Sam has a TFSA balance of $99,000. That would provide $4,761 per year for 40 years. Alicia has $71,000 in her TFSA which, with the same assumptions, would provide $3,414 per year.
Because the business has been put on hold, they have ceased all further contributions to their RRSPs and TFSAs.
They also have company investments of $536,000 that could provide $25,778 per year if they grow at four per cent after inflation with no further investment.
Adding up their potential retirement income, they would have $71,400 of taxable income and $8,175 of income from TFSAs. After income splits and income taxes averaging 13 per cent, they could expect about $5,850 after tax each month. That’s more than their $5,000 monthly target.
With assets only paying out gradually from their company, they would be ready for a restart or sale if they wish. At their relatively young ages, hedging their retirement bet is merely reasonable, Einarson says.
At 65, Sam would expect CPP benefits of $8,544 per year and Alicia CPP benefits of $4,092. Each would be eligible at 65 for full OAS benefits of $7,220 per year. With those numbers added, they would have total age 65 income of about $106,650. With no tax on TFSA cash flow, they would pay 15 per cent average tax and have $7,650 monthly income. The couple could postpone CPP and OAS benefits with boosts at age 70 of 36 per cent and 42 per cent, respectively. Both plans are life annuities with the operative word being “life.” If they start benefits at 65 and invest what they do not spend, they can narrow the gap to the age 70 benefit level at least a little.
It is clear that Sam and Alicia can afford to retire very soon and meet their retirement income target of $5,000 monthly income, and a good deal more. Moreover, they can keep their company viable and return to it if they wish. Their decision on when to take OAS and CPP depends on how they want to live their lives and perhaps what to do with money not spent.
Postponing income that they do not plan to use would provide a larger later-life income stream that they could use to build an estate for their children, or even to donate to worthy causes.

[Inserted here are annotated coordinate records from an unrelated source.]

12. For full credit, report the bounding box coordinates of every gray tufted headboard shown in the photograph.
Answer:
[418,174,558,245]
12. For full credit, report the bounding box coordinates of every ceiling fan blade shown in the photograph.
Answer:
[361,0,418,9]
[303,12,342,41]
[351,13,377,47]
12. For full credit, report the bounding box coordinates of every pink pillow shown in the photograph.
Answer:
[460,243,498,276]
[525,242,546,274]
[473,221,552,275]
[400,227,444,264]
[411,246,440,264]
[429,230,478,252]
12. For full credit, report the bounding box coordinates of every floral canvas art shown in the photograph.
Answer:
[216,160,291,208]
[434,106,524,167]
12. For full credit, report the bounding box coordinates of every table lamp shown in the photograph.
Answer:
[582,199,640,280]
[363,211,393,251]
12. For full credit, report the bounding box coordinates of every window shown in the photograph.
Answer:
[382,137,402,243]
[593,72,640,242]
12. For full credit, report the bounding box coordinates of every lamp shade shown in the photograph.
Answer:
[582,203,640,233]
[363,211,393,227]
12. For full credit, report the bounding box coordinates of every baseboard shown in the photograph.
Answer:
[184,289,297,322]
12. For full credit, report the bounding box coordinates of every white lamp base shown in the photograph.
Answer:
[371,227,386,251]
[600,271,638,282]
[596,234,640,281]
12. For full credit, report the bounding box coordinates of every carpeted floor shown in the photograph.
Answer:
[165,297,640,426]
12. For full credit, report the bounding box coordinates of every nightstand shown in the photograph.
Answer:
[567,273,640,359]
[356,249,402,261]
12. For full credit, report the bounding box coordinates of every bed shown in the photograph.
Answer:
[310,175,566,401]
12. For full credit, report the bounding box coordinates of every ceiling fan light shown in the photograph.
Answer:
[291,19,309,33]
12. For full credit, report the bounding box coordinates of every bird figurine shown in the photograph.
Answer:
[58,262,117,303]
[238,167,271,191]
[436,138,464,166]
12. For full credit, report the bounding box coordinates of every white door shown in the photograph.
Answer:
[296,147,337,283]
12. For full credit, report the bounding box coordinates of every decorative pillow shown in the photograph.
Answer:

We can estimate incomes at 55, 65, and 70, but the essential issue for the couple is what they will do with several decades in which they are not working. We think that Sam and Alicia are much too enterprising to do nothing. Thus we are leaving their successful company capitalized, alive and healthy.
Even if their fortunes were expended by age 95, they would still have CPP, OAS and their $525,000 house which, if sold with no capital gain on a primary residence but generating 3 per cent per year after inflation, could generate $15,750 in 2019 dollars.
“Sam and Alicia’s problems are managing the bounty of their careers,” Einarson concludes. Their problem is to choose how much retirement or part time work they want.”